“Slow down, you move too fast.” Paul Simon wrote those lyrics to open “The 59th Street Bridge Song,” from Simon and Garfunkel’s classic 1966 album Parsley, Sage, Rosemary & Thyme. As the title suggests, Simon was referring to what New Yorkers’ know better as the Queensboro Bridge. But he could just as easily have been feelin’ groovy about how our calendar runs faster than Earth’s revolution around the Sun.
Today — February 29 — marks the day we slow down the calendar so it can keep pace with Earth’s revolution. Without a leap day every 4 years, our calendar would soon get out of whack with Earth’s seasons. But the story is a little more complicated than that.

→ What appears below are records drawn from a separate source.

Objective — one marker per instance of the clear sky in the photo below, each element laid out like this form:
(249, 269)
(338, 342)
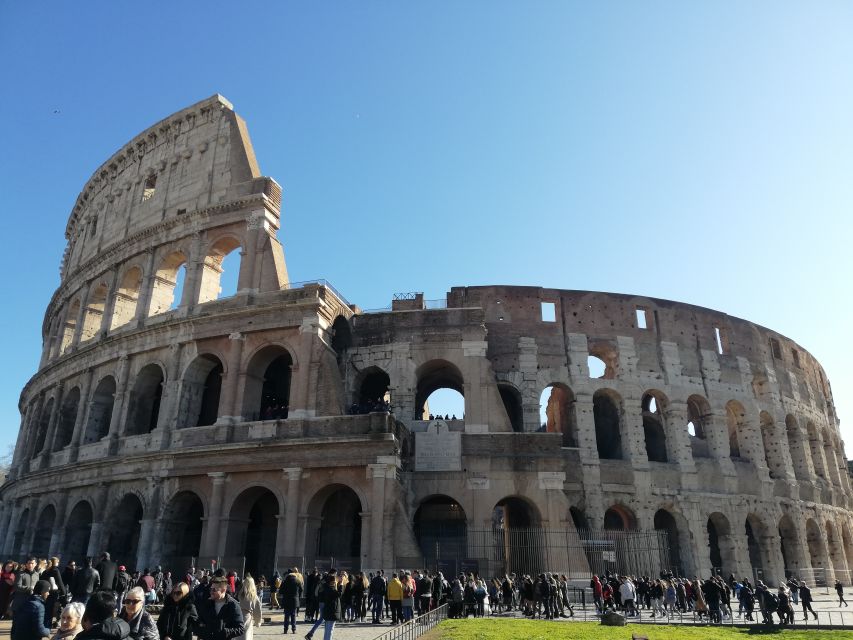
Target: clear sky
(697, 151)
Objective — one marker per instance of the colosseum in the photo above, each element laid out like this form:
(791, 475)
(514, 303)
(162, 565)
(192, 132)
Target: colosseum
(169, 423)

Our calendar is based on what astronomers call the tropical year: The time it takes for Earth to revolve around the Sun with respect to the vernal equinox, which keeps the calendar aligned with the seasons. The tropical year measures 365.242199 days long — not a number that allows a simple formula for leap years.
The first successful attempt to bring order out of chaos came from Julius Caesar, who in 46 B.C. instituted a calendar reform that decreed a leap year every fourth year. That gives a year averaging 365.25 days, just 11 minutes and 14 seconds longer than a tropical year. Not a big discrepancy, but those minutes add up.
By 1582, 13 days had accumulated and the vernal equinox (the first day of spring) had fallen back to March 11. If the trend continued, Easter eventually would fall during winter. To prevent further slippage, Pope Gregory XIII initiated a two-step calendar reform. First, to bring the vernal equinox back to where it was at the time of the Council of Nicea in the 4th century, the calendar dropped 10 days by proclaiming the day after October 4, 1582, to be October 15.
Second, the rule for leap years was modified so that years divisible evenly by 100 would not have an extra day unless they were also divisible by 400. Thus 1900 and 2100, for example, are not leap years, while 2000 was. The Gregorian calendar matches the tropical year to within a day about every 3,300 years. That should last a while. Still, some reformers have suggested a further modification — which would turn those years divisible by 4,000 into non-leap years — to make the calendar more precise.
Roman Catholic countries adopted the Gregorian reform immediately, but most Protestant countries and those under the Eastern church did not. England and the American colonies came on board in 1752, when September 2 was followed by the 14th. Rioting occurred in some areas as people demanded the lost time back (and some unscrupulous landlords demanded a full month’s rent for September). Russia stayed with the Julian calendar until the Bolshevik revolution in 1917, when it had to drop 13 days to rejoin the rest of the world.